Não sei o que aconteceu. Talvez os meus instintos ‘recém’ adquiridos, mas quando Alois olhou ao seu redor como quem não quer nada, e virou-se novamente para mim com um sorriso, suas mãos subiram ao alto, e minha reação foi segurar um de seus pulsos, puxá-lo para mim, girando-o e encostando sua bochecha na parede lateral da mansão.
–- O que pensa que está fazendo, Ciel?!
–- Hum! -- sorri de lado. -- Pensa que não notei as suas intenções?!
–- Ah! -- mais pareceu um gemido de satisfação que qualquer outra coisa que não fosse. Seu quadril se rebolou contra o meu, suas redondas nadegas roçaram de leve em minha coxa.
–- EI! Não seja idiota, TRANCY! -- gritei, dando dois passos para trás, o libertando.

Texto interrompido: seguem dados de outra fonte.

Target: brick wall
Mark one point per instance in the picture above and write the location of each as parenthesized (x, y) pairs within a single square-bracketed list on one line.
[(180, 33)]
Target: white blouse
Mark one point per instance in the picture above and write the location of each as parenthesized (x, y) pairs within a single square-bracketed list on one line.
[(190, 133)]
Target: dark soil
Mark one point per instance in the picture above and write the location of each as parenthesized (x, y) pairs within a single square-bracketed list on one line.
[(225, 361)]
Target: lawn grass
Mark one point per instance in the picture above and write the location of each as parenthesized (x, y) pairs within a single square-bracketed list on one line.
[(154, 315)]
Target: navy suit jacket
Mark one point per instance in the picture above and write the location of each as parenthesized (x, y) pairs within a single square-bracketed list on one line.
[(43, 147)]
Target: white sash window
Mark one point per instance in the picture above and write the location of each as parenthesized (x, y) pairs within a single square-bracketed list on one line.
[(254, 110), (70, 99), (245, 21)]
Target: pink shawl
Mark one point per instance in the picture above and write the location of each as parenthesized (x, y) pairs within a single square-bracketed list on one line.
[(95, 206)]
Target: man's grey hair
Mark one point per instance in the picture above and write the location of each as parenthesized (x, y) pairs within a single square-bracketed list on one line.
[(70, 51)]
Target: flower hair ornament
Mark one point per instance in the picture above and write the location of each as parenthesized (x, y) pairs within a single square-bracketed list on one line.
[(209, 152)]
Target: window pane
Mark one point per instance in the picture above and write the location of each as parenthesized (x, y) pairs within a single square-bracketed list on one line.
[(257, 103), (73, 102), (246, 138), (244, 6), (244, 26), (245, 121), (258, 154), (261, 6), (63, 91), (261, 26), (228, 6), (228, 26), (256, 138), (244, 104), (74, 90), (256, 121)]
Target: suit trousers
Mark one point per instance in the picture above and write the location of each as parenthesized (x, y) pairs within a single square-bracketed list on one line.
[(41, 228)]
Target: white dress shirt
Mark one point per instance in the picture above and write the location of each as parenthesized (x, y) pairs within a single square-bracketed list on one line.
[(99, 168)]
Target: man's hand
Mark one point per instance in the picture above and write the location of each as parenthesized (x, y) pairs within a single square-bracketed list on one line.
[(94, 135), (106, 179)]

–- Uma coisa muito fácil, não?! Se insinuar para uma pessoa que sabe que pertence a outra, rapidamente ela vai... Recuar. -- esfregava o pulso onde eu havia apertado, sua pele clara estava com marcas vermelhas dos meus dedos. Sinceramente, eu não havia percebido que usara tanta força. Seu sorriso era peculiar, deuses, não sei o que se passa dentro da cabeça dele. Mas tenho as minhas ideias.
–- Não foi para esse tipo de coisa que chamei você aqui. Quero que me conte porque fez o contrato com o Claude. -- fui direto.
–- Para que você quer saber sobre isso? Não acredito que seja do seu interesse.
–- Vamos, Alois. Não se faça de difícil. Você provavelmente sabe o porquê fiz. Não há nada de estranho em querer saber por que outra pessoa vendeu sua alma ao demônio em troca de um favor.
–- Há Há Há. Por favor, Phantomhive. -- passou a mão nos cabelos dourados. -- Está bem, -- olhou-me firmemente, mantive a compostura para não deixar as íris cor rosa de demoníaco. -- contarei a você.
Um arrepio me correu na coluna. Depois dessa frase eu poderia levantar uma especulação sobre o porquê de aquela coisa estar na mansão dele. Eu esperava que esse fato fosse confirmado, se não, todas as minhas expectativas sobre o Alois ser ou não realmente o motivo da minha vingança estaria sendo jogado no chão e pisoteada.
Só me resta ouvir... E se possível ter uma confirmação de toda aquela ‘verdade’ que o Sebastian havia me dito.